Alte Registrierkassen lassen sich in vielen Fällen manipulieren. Wegen dieses erheblichen formellen Mangels ist der Finanzverwaltung grundsätzlich eine
Hinzuschätzungen erlaubt. Eine Vollschätzung ist allerdings nicht per se zulässig, entschied jetzt der Bundesgerichtshof (Az. X R 3/22).
Verhandelt wurde der Fall eines Restaurantbetreibers, der einen großen Teil seiner Einnahmen in Form von Bargeld erzielte. In den Jahren 2011 bis 2014 verwendete er eine elektronische Registrierkasse sehr einfacher Bauart, die bereits in den 1980er Jahren entwickelt worden war.
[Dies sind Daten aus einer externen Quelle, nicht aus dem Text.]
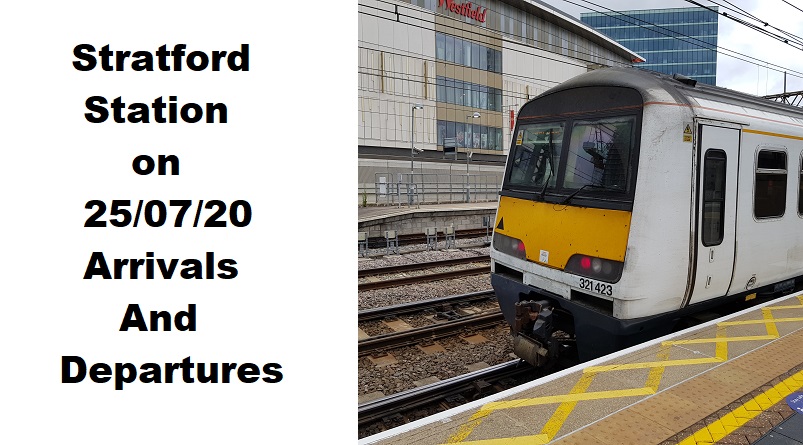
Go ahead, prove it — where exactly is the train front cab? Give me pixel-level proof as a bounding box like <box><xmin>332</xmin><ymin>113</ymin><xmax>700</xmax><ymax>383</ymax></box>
<box><xmin>492</xmin><ymin>82</ymin><xmax>654</xmax><ymax>366</ymax></box>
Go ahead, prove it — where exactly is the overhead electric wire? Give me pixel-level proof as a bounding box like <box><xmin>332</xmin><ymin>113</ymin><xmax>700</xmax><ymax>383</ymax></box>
<box><xmin>564</xmin><ymin>0</ymin><xmax>803</xmax><ymax>79</ymax></box>
<box><xmin>781</xmin><ymin>0</ymin><xmax>803</xmax><ymax>12</ymax></box>
<box><xmin>359</xmin><ymin>0</ymin><xmax>803</xmax><ymax>100</ymax></box>
<box><xmin>686</xmin><ymin>0</ymin><xmax>803</xmax><ymax>50</ymax></box>
<box><xmin>358</xmin><ymin>0</ymin><xmax>633</xmax><ymax>68</ymax></box>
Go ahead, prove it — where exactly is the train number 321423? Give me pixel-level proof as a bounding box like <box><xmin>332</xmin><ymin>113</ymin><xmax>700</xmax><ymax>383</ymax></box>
<box><xmin>580</xmin><ymin>278</ymin><xmax>613</xmax><ymax>297</ymax></box>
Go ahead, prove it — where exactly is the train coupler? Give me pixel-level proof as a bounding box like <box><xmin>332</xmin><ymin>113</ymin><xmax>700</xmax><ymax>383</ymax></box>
<box><xmin>512</xmin><ymin>300</ymin><xmax>557</xmax><ymax>367</ymax></box>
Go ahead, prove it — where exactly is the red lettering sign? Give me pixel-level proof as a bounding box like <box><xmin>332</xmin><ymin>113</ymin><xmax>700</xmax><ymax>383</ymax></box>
<box><xmin>438</xmin><ymin>0</ymin><xmax>488</xmax><ymax>23</ymax></box>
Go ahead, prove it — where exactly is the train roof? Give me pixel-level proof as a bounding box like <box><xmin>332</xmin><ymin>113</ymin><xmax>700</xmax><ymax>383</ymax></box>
<box><xmin>522</xmin><ymin>67</ymin><xmax>803</xmax><ymax>119</ymax></box>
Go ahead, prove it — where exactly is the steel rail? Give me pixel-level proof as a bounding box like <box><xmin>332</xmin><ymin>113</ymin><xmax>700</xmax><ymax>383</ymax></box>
<box><xmin>357</xmin><ymin>360</ymin><xmax>534</xmax><ymax>426</ymax></box>
<box><xmin>357</xmin><ymin>311</ymin><xmax>503</xmax><ymax>357</ymax></box>
<box><xmin>357</xmin><ymin>289</ymin><xmax>496</xmax><ymax>323</ymax></box>
<box><xmin>357</xmin><ymin>255</ymin><xmax>491</xmax><ymax>278</ymax></box>
<box><xmin>357</xmin><ymin>265</ymin><xmax>491</xmax><ymax>291</ymax></box>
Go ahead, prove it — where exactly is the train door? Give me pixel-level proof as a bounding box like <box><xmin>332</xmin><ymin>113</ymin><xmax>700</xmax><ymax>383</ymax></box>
<box><xmin>690</xmin><ymin>125</ymin><xmax>740</xmax><ymax>303</ymax></box>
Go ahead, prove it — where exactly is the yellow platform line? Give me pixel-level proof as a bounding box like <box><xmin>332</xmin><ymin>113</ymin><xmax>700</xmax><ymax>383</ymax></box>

Das Finanzamt nahm daher eine
Vollschätzung seiner Erlöse vor, was zu einer Vervierfachung der erklärten Umsätze führte. Nachweise für eine tatsächliche Manipulation der Kasse gab es nicht.
Das Finanzgericht bestätigte zunächst dieses Vorgehen, da ein Sachverständiger zu dem Ergebnis gekommen war, dass ein bestimmter interner Zähler der Kasse, der die Lückenlosigkeit der Tagesausdrucke sicherstellen soll, durch Eingabe entsprechender Codes verändert werden könne. Daher sei die
Kasse objektiv manipulierbar und damit ungeeignet für steuerliche Zwecke.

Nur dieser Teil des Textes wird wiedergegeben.